Tan let out a soft chuckle and began to walk again. “Spoken like a future politician,” he said.

“I don’t think I would really be cut out for that, sir.”

“When was the last time you were back on the homeworld?”

“Six years ago. Following the completion of the Sigil campaign. I was rewarded with a furlough for my eldest daughter’s birthday.”

“Did you dock here, at the High Command?”

“No, I came in on a platoon ship. We docked near Krakow.”

“So, when was the last time you were here?

“Thirteen years ago, sir. I received my promotion here and attended a strategic session for the Third Interplanetary Army.”

“Then you haven’t seen some of the spoils of our victory that we’ve kept housed here?”

“No, sir.”

“Come along, then. I can show you some Ilyan devices that have turned up over the past decade or so while I accompany you to your quarters.”

Abbott and Tan made their way along the walkway that surrounded the war map beneath the work stations that rose above them in sections on their left side. One work station, three levels above them, was brightly-lit, and a group of blue-clad individuals stood their gesturing excitedly around a console.

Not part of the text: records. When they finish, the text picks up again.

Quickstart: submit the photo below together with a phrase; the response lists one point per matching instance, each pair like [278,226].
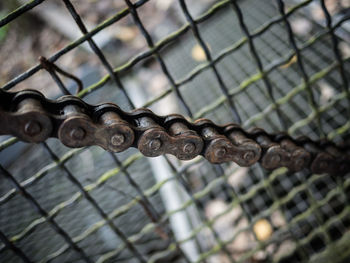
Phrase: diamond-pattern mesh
[88,205]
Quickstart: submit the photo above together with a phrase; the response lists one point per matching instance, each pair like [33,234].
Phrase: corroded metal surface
[31,117]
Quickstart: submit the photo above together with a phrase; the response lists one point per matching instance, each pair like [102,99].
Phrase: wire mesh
[87,205]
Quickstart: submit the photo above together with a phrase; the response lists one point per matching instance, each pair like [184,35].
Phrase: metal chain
[31,117]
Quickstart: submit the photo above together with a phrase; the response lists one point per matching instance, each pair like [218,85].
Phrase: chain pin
[155,144]
[189,147]
[77,133]
[32,128]
[118,139]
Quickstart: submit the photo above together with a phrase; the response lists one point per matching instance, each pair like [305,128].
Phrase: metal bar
[97,50]
[293,43]
[158,57]
[19,11]
[205,48]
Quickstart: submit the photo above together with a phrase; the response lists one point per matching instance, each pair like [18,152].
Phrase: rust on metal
[31,117]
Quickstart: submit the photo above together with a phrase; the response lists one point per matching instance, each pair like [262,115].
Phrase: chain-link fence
[279,65]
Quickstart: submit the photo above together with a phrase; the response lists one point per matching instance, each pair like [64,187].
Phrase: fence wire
[87,205]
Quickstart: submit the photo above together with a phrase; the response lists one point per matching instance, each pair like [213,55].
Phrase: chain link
[31,117]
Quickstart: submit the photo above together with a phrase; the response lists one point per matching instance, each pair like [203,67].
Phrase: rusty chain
[31,117]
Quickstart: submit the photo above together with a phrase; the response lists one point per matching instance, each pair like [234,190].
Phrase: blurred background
[128,208]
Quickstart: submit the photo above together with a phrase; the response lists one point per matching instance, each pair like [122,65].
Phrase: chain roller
[31,117]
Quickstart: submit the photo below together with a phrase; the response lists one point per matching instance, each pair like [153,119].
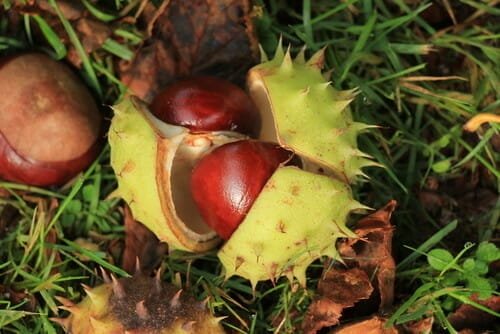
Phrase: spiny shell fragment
[304,113]
[295,220]
[139,305]
[152,161]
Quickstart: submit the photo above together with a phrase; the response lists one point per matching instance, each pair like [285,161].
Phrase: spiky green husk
[133,145]
[138,305]
[152,161]
[295,220]
[303,112]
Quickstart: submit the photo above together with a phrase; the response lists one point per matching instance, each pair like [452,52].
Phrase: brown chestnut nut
[205,103]
[50,124]
[226,181]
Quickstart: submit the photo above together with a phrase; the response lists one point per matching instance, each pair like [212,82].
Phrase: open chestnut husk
[152,161]
[296,215]
[50,124]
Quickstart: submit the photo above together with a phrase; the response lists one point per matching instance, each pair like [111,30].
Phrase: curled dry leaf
[372,252]
[140,245]
[212,37]
[374,325]
[337,290]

“Eggheads,” Tan said with a hint of spite to his tone. “Scientists control this place now.”

“What are they doing?”

“They think they’ve found some sort of flaw in the ancient Chronology Protection Conjecture, the law that states that macroscopic objects cannot travel backwards through the fourth linear dimension.”

“Time travel?”

“Why not? Maybe then they can go back three hundred years and stop this whole damned conflict before it even began.”

“Then what?”

“Then I doubt that you and I would be here discussing this, which means they won’t be up there attempting to learn how to travel through time, and after that my head starts to hurt and I don’t want to think about it anymore.”